The Cornwall case certainly illustrates how murky the funding of supported living can be, for both individuals and schemes. Even the Commission for Social Care Inspection (CSCI) and the Healthcare Commission (HC) report makes some unfathomable and significant errors when describing this funding.
For example, it says that “people who live in supported living houses have access to a range of benefits, including income support, mobility allowance, disability living allowance with a severe disability premium and housing benefit”.
In fact, mobility allowance was abolished 15 years ago and the severe disability premium is part of income support, not DLA. If the CSCI and HC can get such basic facts wrong, it’s not surprising that practitioners in the field can have similar problems if not properly advised.
It is significant that Cornwall is seen as a welfare rights desert, and I wonder whether the council or the health trust accessed specialist benefits advice when setting up their supported living schemes.
In many local authorities, in-house welfare rights services have been a crucial partner in helping to develop schemes that maximise income for both service user and provider while staying on the right side of the legislation as far as registration as a care home is concerned.
The benefits system does create perverse incentives in some respects because users generally have access to higher benefit income for their personal use if they live in “unregistered” settings.
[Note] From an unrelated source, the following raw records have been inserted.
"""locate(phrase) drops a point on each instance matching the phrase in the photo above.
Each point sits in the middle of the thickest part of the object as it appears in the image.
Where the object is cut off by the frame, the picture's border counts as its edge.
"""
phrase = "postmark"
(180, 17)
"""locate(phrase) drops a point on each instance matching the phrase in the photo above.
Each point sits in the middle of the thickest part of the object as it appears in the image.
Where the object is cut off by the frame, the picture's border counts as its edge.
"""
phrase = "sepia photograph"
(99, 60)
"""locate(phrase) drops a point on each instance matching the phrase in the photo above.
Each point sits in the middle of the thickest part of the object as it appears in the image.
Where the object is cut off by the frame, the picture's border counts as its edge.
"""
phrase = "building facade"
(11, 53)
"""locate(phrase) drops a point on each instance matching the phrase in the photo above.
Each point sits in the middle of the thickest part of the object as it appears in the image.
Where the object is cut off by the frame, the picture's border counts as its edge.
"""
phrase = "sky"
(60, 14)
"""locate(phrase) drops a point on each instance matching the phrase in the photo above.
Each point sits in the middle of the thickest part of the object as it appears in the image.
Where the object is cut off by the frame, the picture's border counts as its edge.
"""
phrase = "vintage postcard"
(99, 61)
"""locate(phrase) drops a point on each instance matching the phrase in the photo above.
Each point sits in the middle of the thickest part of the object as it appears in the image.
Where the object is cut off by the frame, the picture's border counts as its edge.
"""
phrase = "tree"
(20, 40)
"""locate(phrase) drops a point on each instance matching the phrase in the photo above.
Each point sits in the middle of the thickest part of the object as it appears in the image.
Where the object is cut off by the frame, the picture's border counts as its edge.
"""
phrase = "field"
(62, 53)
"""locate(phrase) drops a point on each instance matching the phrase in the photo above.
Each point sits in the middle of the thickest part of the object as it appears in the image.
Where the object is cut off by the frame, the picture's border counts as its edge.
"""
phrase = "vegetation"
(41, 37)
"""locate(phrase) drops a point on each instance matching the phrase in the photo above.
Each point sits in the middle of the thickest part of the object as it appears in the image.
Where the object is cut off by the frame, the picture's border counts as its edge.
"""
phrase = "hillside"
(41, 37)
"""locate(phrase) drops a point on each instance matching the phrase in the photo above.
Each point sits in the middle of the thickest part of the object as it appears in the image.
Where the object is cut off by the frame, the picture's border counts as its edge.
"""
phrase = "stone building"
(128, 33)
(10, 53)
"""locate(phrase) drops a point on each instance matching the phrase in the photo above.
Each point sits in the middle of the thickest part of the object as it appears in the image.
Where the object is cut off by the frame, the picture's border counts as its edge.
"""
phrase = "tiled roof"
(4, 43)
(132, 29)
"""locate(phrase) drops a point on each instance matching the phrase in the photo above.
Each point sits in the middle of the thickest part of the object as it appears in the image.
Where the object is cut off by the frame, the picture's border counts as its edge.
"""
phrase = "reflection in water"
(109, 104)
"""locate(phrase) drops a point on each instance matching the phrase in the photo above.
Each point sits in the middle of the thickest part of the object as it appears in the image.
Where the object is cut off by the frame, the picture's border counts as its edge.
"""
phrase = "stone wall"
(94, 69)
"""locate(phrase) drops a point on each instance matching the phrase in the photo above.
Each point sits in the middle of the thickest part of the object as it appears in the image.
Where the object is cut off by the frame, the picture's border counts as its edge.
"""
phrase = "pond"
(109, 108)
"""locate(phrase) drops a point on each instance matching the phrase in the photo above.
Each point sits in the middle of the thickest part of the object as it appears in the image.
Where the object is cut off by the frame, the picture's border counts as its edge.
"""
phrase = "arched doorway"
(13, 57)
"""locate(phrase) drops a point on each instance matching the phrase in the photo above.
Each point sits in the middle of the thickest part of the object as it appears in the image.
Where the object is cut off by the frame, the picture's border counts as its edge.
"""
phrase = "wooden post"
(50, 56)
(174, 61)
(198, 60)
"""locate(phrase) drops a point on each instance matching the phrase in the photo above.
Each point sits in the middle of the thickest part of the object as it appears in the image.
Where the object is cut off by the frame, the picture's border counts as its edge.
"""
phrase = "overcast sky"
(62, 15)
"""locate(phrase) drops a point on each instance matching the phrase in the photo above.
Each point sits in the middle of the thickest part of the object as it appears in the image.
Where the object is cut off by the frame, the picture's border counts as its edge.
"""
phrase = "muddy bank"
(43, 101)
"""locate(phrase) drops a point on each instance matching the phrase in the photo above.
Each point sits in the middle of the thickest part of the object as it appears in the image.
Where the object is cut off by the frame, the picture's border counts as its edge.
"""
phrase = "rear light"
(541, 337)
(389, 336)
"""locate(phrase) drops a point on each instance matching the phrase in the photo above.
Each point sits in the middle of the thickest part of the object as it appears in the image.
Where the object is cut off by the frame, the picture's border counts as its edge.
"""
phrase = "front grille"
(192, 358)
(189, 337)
Housing benefit and Supporting People money can also help providers decide to go down the unregistered route because those payments are sometimes more flexible (and even amenable to local pressure) than the funding attached to care homes. None of this should skew the decision to register or not, of course, but almost inevitably it is something that any local authority will consider when setting up schemes.
Handling residents’ benefits and other income is another area to which the report rightly drew attention.
But bad practice is not confined to Cornwall. I know of a number of establishments around the country, registered and unregistered, where the DLA (mobility component) belonging to individual residents, for example, is automatically pooled and used to provide and fund the home’s mini-bus or transport budget.
Not only is this unethical, it also illegal, as the home is, in effect, means-testing the resident’s DLA. I hope that the report will lead to that practice and the other examples of bad practice cited being abandoned across the country and not just in Cornwall.